A DROUGHT-affected Queensland regional council has pleaded for a significant increase in water security funding to prevent a possible nationwide impact on food prices.
The inland Southern Downs Regional Council has this week implemented strict water use conditions on its 35,000 residents after its main reservoir, Leslie Dam, fell to 7.2 per cent capacity.
Residents have been told to reduce their daily water usage to just 120 litres per person, less than half the national average.
The region has experienced its driest summer on record, sparking fears for major local industries - agriculture, horticulture and livestock.
"If we don't have continued water, that's going to impact on price of produce," said mayor Tracy Dobie.
There's an enormous amount of water in southeast Queensland that's recycled and goes out to Moreton Bay.
But Cr Dobie said solutions were available if state and federal governments wanted to fund them, including a pipeline from southeast Queensland reservoirs.
"The state and federal governments have to start making some big decisions soon about water," she said.
"They collect 97 per cent of tax so if a government can build an Inland Rail or put money towards building submarines, they can lay a pipe."
Alternative sources to dam water were hard to come by, Cr Dobie said.
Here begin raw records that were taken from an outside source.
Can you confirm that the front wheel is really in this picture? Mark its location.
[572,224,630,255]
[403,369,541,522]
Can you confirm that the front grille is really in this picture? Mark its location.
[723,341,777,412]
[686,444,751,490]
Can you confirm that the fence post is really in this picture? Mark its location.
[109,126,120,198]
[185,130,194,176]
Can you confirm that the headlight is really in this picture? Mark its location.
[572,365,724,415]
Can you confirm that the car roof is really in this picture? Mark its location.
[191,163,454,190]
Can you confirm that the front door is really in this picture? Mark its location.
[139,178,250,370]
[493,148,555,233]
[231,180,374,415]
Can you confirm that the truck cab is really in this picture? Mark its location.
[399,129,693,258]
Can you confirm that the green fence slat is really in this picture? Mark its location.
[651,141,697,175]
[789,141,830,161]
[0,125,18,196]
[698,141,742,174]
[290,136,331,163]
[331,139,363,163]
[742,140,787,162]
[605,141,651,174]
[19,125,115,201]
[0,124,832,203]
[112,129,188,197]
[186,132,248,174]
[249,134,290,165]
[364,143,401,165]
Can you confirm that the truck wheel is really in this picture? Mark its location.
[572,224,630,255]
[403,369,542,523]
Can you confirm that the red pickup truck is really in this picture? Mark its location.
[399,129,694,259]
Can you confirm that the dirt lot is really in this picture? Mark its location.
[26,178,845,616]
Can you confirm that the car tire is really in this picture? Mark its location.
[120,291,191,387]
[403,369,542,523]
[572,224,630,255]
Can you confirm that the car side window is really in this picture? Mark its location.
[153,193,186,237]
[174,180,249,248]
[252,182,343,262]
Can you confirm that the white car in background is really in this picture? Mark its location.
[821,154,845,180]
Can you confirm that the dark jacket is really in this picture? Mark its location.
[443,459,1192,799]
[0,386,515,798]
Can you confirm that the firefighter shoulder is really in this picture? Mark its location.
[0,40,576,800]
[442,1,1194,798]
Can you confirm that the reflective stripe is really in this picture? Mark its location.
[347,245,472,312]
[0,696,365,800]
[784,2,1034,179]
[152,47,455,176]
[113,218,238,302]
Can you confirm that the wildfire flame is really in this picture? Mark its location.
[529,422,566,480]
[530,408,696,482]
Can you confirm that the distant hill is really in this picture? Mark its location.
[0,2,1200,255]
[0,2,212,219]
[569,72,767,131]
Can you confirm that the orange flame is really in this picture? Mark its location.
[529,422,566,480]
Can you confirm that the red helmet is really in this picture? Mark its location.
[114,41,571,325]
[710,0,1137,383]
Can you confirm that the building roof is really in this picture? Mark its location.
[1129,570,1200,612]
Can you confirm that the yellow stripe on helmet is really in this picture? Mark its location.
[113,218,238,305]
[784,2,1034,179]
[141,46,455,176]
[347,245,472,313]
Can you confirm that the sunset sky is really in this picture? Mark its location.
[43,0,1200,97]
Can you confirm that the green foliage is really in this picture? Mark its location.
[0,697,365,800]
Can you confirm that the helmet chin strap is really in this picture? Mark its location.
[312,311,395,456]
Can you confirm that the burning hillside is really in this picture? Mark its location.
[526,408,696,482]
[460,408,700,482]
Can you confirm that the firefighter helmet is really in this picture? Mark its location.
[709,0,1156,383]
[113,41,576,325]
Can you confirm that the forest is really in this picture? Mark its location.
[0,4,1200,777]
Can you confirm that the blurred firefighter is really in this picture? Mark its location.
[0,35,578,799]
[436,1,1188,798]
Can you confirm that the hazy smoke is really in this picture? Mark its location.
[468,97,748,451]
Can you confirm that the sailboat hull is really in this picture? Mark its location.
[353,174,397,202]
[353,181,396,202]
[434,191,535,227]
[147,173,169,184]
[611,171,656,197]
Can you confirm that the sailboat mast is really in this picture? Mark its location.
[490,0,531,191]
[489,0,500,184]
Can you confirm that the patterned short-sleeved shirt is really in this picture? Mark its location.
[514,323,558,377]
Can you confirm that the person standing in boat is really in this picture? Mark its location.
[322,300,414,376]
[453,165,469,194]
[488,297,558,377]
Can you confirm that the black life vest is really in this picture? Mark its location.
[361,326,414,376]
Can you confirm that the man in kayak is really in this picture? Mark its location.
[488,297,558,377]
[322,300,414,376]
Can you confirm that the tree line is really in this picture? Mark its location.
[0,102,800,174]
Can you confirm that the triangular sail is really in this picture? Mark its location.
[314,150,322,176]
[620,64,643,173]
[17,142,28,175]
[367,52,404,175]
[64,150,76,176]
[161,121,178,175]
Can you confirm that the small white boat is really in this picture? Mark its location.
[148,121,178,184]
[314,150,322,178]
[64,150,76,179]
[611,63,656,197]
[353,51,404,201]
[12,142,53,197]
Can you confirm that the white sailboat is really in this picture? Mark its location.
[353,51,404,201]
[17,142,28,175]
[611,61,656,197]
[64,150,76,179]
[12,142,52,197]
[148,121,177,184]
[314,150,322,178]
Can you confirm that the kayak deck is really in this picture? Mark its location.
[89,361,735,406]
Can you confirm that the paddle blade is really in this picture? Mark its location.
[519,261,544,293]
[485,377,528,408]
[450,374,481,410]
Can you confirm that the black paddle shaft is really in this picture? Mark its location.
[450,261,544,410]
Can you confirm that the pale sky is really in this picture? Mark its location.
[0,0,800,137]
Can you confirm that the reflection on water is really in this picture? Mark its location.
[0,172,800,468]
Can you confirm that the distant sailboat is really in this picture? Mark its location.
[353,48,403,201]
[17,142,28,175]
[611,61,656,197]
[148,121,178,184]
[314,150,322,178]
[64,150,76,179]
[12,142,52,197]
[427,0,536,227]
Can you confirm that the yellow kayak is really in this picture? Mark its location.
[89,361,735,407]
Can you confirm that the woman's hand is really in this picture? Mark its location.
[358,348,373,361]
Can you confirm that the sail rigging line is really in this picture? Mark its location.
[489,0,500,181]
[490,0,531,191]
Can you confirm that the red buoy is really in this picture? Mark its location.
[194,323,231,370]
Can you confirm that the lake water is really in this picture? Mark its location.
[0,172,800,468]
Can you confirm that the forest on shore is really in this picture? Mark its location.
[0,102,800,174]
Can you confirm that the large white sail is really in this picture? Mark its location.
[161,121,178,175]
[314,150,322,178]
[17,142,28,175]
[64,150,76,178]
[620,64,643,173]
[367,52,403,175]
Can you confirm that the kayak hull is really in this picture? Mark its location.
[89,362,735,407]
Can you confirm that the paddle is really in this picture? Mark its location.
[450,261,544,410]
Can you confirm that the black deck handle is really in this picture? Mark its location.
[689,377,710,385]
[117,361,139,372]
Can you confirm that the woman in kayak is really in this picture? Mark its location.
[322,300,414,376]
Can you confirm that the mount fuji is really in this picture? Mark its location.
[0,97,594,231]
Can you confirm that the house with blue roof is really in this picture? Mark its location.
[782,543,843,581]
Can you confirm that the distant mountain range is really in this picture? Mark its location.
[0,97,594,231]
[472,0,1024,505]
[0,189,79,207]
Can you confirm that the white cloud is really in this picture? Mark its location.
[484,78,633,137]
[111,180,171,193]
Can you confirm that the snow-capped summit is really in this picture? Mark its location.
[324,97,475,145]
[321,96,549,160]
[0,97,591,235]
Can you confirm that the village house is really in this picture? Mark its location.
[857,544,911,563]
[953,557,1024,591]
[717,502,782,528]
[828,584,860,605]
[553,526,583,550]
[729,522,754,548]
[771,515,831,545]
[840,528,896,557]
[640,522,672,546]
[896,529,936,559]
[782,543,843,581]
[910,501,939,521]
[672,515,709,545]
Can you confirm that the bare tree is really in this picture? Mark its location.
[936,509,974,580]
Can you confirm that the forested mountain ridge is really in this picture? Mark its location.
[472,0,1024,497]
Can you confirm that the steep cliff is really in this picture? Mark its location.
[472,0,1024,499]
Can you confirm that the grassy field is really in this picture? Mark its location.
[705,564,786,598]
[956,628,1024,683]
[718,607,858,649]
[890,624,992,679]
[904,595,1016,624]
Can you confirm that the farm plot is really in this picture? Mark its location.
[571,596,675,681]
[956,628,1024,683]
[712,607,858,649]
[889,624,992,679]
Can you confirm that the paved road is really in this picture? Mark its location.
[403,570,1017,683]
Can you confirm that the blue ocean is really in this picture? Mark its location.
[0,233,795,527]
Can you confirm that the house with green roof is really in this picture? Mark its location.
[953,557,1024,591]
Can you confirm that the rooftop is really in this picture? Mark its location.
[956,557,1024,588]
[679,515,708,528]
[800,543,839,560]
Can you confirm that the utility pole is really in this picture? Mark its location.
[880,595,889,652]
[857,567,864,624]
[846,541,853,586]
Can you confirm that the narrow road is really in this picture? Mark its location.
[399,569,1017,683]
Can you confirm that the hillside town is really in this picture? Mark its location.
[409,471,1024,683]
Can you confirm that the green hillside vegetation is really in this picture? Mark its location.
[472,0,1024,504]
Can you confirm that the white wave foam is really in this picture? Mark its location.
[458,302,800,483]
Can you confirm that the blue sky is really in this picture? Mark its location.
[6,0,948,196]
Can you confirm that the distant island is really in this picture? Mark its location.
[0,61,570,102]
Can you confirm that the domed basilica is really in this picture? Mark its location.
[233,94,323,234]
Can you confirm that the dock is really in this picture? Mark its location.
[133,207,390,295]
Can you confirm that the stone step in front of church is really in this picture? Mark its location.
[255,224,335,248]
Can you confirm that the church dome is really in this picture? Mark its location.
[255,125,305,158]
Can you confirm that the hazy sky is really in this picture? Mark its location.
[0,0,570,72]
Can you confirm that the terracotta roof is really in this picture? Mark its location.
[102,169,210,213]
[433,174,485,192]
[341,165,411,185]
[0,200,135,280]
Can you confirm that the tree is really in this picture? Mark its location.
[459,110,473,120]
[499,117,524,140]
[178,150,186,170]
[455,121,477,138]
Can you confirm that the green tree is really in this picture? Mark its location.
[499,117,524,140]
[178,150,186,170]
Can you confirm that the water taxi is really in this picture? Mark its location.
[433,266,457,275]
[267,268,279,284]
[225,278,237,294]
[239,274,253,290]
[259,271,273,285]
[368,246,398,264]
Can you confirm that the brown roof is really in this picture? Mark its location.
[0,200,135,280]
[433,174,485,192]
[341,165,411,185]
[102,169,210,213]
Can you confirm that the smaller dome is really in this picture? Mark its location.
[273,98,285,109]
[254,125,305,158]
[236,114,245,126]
Bore water needs to be trucked to consumers at a significant cost due to a lack of infrastructure and the council had run out of recycled water.
"There's an enormous amount of water in southeast Queensland that's recycled and goes out to Moreton Bay," she said.
"So maybe it's time to start thinking seriously about how that water is used."
Maranoa Regional Council, which is also lobbying for more water infrastructure, has accused the Commonwealth of buck-passing to the state government.
Water spokesman David Schefe said the council was in no position to tax its residents further to pay for water solutions.
"The pressure that our communities are under just from the current drought is huge. As a local government, you're reluctant to burden them even further," he said.
"I think it would beneficial for the federal government to step up here."